Hello! I am working in version 3.9.3 and wishing for improved functionality with the "Columnizing by Key/Value Columns" option. I have a large and complex dataset, so I will simplify it for illustrative purposes. I am working with data that looks like this:
ID
NAME
Name Source
Place Fields
Place Values
1
Haymarket Theatre (theater in London, England, built in 1720)
local
place_id
1264
Haymarket Theatre (London, England)
LCNAF
place_name
London
place_type
Inhabited place
place_tgn
7011781
I want the result to look like this:
ID
NAME
Name Source
place_id
place_name
place_type
place_tgn
1
Haymarket Theatre (theater in London, England, built in 1720)
local
1264
London
Inhabited place
7011781
Haymarket Theatre (London, England)
LCNAF
However, the actual result looks like this:
ID
NAME
Name Source
place_id
place_name
place_type
place_tgn
1
Haymarket Theatre (theater in London, England, built in 1720)
local
1264
Haymarket Theatre (London, England)
LCNAF
London
Inhabited place
7011781
From what I understand, this because in the original dataset, the values in the columns other than Place Fields and Place Values in the first two rows are distinct, whereas in the second two rows they are empty, and therefore identical. Is there a way around this? Thanks so much for the help!
thank you for the explicit example, which really helps to quickly identify the problem.
What you describe is a common problem when using "Columnizing by Key/Value Columns".
Maybe we should make this more explicit in the docs Transposing | OpenRefine.
The "problem" here is, that OpenRefine is using the NAME column as ids for the transposing.
As some cells in the NAME columns are empty, they are organized with "empty" as key.
Meaning they are in a separate row and not together with their original record.
The solution for this is to use Fill down on the columns with empty cells that are not columnized (NAME and Name Source in your example).
Thanks so much for the response. This helps reduce the number of extra rows, but unfortunately, still does not resolve the core of the problem. The example data which I provided was one Record out of 856 in the project. Each of these Records corresponds to a different Venue, each of which can have any number of alternative names, As such, the two alternative names in the Record I provided, "Haymarket Theatre (theater in London, England, built in 1720)" and "Haymarket Theatre (London, England)" both apply to the same Venue, as does all of the information in the Place Fields and Place Values columns. When I fill down, it eliminates one extraneous row from each record, but the columnized data is still split amongst the two rows of the Record, as the values in the first two rows differ in the other columns of the record.. I imagine that the only way to fix this would be to somehow disregard the columns in the project that don't contains Fields or Values while columnizing, which I assume is not possible, so this might be a fruitless effort, but I thought I would ask if there was a more clever workaround than I have been able to think of, or perhaps if this is something that might change in a future release of OpenRefine. Thanks again for all of your help!
I think you can do the transpose step as currently and then on each of the columns created by the transpose use Edit cells -> Join multi-valued cells - this will bring the value in the column into the first cell of the record (the record being defined by the ID column)

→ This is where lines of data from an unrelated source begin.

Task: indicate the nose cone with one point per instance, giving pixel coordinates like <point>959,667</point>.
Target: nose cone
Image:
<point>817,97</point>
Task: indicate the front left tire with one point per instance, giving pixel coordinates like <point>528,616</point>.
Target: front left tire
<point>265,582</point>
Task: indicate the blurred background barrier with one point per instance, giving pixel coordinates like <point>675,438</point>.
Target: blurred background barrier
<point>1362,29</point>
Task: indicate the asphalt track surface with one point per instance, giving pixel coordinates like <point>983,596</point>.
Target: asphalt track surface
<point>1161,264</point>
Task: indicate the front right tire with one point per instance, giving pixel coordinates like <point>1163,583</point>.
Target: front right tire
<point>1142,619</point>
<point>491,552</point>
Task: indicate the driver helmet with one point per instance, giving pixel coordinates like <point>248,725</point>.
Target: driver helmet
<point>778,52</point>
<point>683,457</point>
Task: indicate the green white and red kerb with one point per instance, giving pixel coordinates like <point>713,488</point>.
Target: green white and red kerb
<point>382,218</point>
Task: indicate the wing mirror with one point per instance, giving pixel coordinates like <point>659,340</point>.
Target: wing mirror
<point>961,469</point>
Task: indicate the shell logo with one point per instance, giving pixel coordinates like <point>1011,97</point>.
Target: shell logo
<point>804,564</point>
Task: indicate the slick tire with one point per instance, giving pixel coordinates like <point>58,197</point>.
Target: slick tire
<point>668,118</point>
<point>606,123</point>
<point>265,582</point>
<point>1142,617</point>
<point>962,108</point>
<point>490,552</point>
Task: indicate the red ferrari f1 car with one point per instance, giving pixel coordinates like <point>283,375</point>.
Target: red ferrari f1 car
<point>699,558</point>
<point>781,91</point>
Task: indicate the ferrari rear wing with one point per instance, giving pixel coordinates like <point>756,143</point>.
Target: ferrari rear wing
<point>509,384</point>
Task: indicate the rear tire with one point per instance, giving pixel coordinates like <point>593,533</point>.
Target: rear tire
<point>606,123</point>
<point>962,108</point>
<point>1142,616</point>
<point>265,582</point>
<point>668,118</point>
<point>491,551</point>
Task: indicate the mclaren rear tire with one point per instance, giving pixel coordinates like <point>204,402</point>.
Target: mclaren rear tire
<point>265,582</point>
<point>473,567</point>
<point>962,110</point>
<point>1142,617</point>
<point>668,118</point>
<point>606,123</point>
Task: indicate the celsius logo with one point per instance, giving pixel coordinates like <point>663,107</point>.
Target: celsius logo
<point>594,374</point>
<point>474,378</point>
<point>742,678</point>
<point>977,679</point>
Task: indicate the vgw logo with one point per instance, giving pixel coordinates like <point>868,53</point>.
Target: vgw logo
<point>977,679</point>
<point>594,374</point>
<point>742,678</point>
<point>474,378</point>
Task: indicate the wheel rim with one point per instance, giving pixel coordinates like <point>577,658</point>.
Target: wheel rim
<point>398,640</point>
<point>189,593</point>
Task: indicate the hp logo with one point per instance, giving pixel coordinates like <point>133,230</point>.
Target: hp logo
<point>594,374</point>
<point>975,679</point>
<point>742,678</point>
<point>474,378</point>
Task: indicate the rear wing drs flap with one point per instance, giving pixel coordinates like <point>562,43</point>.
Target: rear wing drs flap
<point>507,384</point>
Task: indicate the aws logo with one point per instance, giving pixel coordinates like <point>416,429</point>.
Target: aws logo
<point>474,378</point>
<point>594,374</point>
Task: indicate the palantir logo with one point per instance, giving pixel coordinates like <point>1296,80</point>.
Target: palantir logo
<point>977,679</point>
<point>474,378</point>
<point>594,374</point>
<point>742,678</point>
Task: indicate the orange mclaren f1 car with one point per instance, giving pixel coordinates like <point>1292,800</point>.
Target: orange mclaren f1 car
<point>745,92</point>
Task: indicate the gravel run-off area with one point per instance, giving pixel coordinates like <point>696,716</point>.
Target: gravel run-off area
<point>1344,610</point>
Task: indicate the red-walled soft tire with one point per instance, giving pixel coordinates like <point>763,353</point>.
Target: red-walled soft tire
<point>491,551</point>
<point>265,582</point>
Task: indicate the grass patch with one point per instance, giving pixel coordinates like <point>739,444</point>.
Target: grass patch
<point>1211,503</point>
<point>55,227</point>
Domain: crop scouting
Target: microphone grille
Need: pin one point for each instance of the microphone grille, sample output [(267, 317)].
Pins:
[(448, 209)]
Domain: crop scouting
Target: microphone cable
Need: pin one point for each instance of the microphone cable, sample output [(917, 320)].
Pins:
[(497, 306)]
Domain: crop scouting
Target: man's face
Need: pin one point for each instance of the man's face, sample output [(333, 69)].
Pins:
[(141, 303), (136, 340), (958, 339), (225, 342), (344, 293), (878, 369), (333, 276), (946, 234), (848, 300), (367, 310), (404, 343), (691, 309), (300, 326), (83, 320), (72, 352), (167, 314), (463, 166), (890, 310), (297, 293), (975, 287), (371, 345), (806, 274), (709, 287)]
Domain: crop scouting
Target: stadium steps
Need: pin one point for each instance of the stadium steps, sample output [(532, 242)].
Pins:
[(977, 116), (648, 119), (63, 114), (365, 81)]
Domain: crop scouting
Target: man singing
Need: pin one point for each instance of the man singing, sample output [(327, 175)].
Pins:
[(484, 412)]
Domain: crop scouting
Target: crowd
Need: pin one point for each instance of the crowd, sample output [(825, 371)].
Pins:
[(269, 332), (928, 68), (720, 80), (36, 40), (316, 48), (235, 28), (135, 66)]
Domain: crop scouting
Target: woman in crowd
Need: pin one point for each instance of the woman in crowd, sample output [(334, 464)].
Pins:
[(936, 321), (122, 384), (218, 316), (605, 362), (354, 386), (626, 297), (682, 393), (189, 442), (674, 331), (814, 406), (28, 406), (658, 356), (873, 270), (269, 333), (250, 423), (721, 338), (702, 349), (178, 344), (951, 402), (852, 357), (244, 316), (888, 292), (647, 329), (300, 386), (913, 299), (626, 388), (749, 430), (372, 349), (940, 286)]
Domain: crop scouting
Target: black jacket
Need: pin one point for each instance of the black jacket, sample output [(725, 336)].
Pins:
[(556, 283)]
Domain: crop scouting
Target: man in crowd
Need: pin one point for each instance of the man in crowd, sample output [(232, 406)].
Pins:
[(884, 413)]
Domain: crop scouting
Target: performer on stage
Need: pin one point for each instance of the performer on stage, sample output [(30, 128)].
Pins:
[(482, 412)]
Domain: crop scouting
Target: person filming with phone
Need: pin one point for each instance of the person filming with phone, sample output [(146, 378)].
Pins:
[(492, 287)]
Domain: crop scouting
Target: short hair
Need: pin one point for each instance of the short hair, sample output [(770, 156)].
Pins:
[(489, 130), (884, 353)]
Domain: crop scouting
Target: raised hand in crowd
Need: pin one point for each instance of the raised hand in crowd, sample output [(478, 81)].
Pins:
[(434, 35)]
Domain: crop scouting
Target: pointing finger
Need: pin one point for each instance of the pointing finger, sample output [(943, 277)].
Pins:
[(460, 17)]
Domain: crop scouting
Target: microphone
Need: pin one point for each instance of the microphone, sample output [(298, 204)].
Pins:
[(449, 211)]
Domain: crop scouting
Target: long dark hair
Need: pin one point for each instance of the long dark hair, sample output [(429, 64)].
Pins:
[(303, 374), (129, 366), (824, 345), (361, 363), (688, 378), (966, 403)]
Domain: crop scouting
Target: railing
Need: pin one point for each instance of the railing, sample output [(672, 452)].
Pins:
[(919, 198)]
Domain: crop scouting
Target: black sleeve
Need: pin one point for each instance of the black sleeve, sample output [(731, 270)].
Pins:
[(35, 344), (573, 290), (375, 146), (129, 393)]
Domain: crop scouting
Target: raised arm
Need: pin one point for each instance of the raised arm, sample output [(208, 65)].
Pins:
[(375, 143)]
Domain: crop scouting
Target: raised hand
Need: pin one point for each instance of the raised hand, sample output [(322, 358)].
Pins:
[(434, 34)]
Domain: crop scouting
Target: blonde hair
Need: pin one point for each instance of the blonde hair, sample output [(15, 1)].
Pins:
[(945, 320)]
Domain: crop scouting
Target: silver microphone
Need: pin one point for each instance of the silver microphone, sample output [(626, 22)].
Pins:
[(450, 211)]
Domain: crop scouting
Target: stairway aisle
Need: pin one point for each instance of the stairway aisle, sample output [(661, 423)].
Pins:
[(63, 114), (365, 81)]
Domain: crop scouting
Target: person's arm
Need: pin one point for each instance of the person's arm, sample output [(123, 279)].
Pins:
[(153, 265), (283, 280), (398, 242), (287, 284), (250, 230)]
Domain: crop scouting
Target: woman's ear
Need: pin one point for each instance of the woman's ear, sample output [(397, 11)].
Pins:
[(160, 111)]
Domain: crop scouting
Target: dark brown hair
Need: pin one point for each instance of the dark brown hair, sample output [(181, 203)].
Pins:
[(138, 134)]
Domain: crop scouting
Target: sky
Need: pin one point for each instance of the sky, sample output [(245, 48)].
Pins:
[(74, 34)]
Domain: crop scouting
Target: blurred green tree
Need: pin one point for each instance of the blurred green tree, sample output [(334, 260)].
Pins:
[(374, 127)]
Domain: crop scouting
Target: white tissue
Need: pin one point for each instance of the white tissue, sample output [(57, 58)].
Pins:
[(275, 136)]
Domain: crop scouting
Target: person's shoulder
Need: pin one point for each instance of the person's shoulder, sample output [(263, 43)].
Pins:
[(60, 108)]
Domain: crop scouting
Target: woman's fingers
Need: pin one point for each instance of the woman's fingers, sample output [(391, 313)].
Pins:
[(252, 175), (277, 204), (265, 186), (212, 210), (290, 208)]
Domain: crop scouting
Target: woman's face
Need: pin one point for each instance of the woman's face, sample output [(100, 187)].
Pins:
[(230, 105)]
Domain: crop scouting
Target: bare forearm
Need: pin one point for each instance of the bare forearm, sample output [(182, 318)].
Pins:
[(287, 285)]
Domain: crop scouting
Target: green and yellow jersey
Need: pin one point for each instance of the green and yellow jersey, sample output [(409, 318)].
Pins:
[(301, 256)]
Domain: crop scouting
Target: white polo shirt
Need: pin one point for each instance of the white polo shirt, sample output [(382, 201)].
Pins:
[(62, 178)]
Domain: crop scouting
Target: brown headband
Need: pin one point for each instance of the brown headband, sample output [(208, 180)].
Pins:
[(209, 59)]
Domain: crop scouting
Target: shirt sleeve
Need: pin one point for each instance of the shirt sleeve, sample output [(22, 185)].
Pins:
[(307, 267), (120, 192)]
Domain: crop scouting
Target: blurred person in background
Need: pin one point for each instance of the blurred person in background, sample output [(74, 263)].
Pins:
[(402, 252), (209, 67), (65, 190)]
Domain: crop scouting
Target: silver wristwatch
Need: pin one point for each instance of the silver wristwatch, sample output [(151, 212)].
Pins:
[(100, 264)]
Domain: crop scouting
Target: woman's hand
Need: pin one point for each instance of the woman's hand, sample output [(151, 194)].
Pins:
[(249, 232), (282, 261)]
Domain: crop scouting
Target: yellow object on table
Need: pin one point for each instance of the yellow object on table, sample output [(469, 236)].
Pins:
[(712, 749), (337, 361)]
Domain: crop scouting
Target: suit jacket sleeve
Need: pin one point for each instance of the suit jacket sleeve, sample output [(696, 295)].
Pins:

This option becomes cumbersome if you have many new columns created by the transpose, as you have to do the "join" step for each column. But if it is a handful or so then this won't take long.
If this doesn't work, I have a potential alternative approach I'm working on, but its looking a bit complicated, so in the first place I'd suggest the "join multi-valued cells" approach. However if that doesn't work let me know what the issues are and I can see if my other more complicated approach might be applied
Hi!
This worked for me, thanks so much! I had been hesitant to use this approach because I had several Records in the project that had multiple Places associated with the Venue, meaning that the desired result would have more than one row of values in the key columns. However, it occurred to me that after joining multi-valued cells, I could easily split them again, and that worked great. It would still be nice to have a way to disable the use of other columns as keys when trying to columnizing in this way, but this works perfectly well for now. Thanks again for all of your help!